The Kentuckiana Blues Society (KBS) is a U.S. non-profit organization dedicated to the preservation, promotion, and perpetuation of blues music, founded in 1988 and based in Louisville, Kentucky. The KBS is an affiliate member of the Blues Foundation, an international network of blues organizations headquartered in Memphis, Tennessee.

==Preservation==
The KBS conducts research to document the blues tradition in Louisville, Kentucky, preserving a collection of rare photos and interviews, and identifying the locations of early blues related sites. The society maintains an archive to house these materials, which are available to members. They have arranged for headstones to be placed as memorials at the graves of blues personalities buried in the area, including Sylvester Weaver and Bill Gaither, whose graves were located by the society, and KBS founding member Foree Wells and his wife Lorene, who are buried in Calvary Cemetery.
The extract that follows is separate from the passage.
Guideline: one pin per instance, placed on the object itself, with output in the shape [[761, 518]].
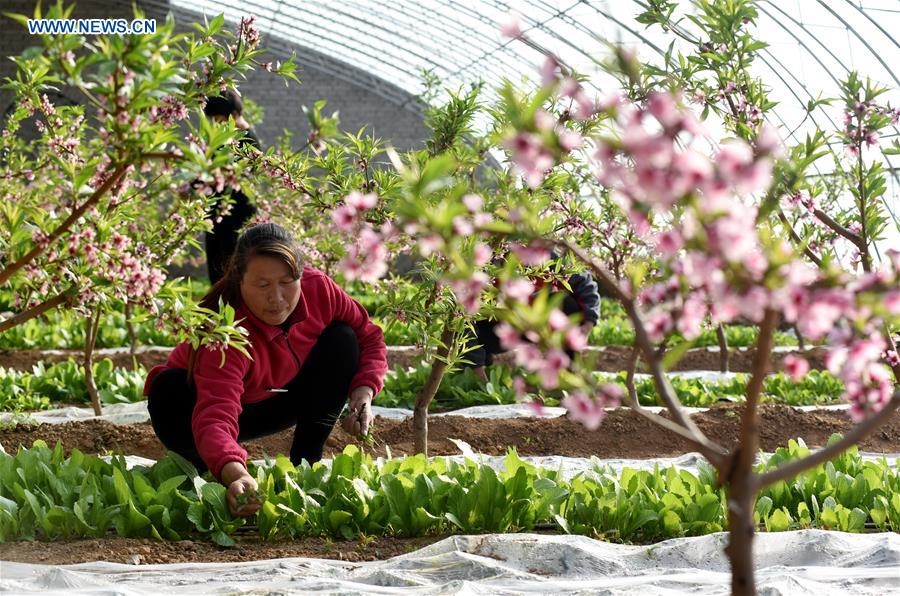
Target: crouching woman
[[312, 348]]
The KBS also provided financial support for the posthumous release of Wells' album It's A New Day Brother! in 2007, on Stackhouse Records.

==Promotion==
The KBS is actively involved in the local blues scene, sponsoring or supporting concerts in the Louisville area by local and regional artists, such as Albert Collins, Pinetop Perkins, and Henry Townsend.

The KBS was involved in the Garvin Gate Blues Festival from 1988 until it finished in 1999. From 1997 the festival was moved from the Garvin Gate Neighborhood of "Old Louisville" to Theatre Square, co-organized by The Louisville Palace, the Public Radio Partnership, and the KBS. In 2007 the festival was revived at its original location of Garvin Place and Oak Street. The KBS is involved with several other local blues festivals, including the Louisville Blues-n-Barbecue Festival held in mid-July at the Water Tower on Louisville's riverfront, and the Jeffersontown-Crusade Blues Festival held the third weekend in May at Veteran's Memorial Park.
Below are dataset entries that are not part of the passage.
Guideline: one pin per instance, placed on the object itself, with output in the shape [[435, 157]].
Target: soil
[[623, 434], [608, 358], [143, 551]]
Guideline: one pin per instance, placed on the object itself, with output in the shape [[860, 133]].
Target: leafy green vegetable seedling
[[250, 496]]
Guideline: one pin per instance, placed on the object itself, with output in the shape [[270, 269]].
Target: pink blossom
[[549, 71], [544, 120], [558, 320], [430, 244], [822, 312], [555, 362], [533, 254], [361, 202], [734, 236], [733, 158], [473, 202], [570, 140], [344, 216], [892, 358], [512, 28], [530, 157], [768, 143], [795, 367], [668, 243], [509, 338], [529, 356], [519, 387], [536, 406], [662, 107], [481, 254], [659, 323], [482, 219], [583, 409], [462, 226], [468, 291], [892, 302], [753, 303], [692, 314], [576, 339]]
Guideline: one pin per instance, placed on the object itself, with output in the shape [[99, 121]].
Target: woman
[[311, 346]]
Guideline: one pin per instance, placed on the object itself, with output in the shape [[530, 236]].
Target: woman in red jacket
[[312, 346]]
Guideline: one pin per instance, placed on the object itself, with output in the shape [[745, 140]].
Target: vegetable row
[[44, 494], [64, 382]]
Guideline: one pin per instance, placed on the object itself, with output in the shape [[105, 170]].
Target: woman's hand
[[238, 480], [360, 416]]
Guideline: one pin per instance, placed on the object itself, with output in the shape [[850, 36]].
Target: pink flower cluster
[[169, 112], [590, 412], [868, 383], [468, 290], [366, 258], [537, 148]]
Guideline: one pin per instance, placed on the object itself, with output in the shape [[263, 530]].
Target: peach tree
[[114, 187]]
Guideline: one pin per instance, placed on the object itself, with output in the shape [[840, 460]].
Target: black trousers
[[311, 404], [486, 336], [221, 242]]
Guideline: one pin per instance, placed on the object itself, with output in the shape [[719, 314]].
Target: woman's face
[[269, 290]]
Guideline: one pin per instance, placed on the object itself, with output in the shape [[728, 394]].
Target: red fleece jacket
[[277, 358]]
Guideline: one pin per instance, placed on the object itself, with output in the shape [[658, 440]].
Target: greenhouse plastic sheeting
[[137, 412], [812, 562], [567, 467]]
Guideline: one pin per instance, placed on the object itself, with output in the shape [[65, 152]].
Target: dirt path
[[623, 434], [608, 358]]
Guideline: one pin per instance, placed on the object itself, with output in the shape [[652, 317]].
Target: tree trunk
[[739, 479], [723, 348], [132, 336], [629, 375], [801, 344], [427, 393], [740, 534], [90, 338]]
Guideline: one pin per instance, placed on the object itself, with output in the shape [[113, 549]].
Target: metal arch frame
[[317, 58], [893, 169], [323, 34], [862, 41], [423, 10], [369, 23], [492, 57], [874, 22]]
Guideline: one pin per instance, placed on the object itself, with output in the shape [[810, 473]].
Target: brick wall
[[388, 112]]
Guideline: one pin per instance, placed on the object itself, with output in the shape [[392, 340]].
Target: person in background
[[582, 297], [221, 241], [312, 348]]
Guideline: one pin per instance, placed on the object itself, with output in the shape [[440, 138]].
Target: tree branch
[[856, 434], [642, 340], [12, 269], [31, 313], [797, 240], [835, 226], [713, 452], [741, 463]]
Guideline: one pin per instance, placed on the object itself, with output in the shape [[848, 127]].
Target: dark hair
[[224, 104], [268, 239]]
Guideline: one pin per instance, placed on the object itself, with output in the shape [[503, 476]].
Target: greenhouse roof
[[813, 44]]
The KBS organizes an "Unsigned Blues Talent" competition for new bands, with the winner eligible to compete in the finals of the International Blues Challenge in Memphis. The contest is usually held in late summer or early fall at Stevie Ray's Blues Bar.

Each year the KBS presents the Sylvester Weaver Award to an individual in recognition of their efforts in representing the mission of the KBS. The society also promotes the blues through formal and informal presentations to various groups, and through sponsorship and presence at festivals and concerts.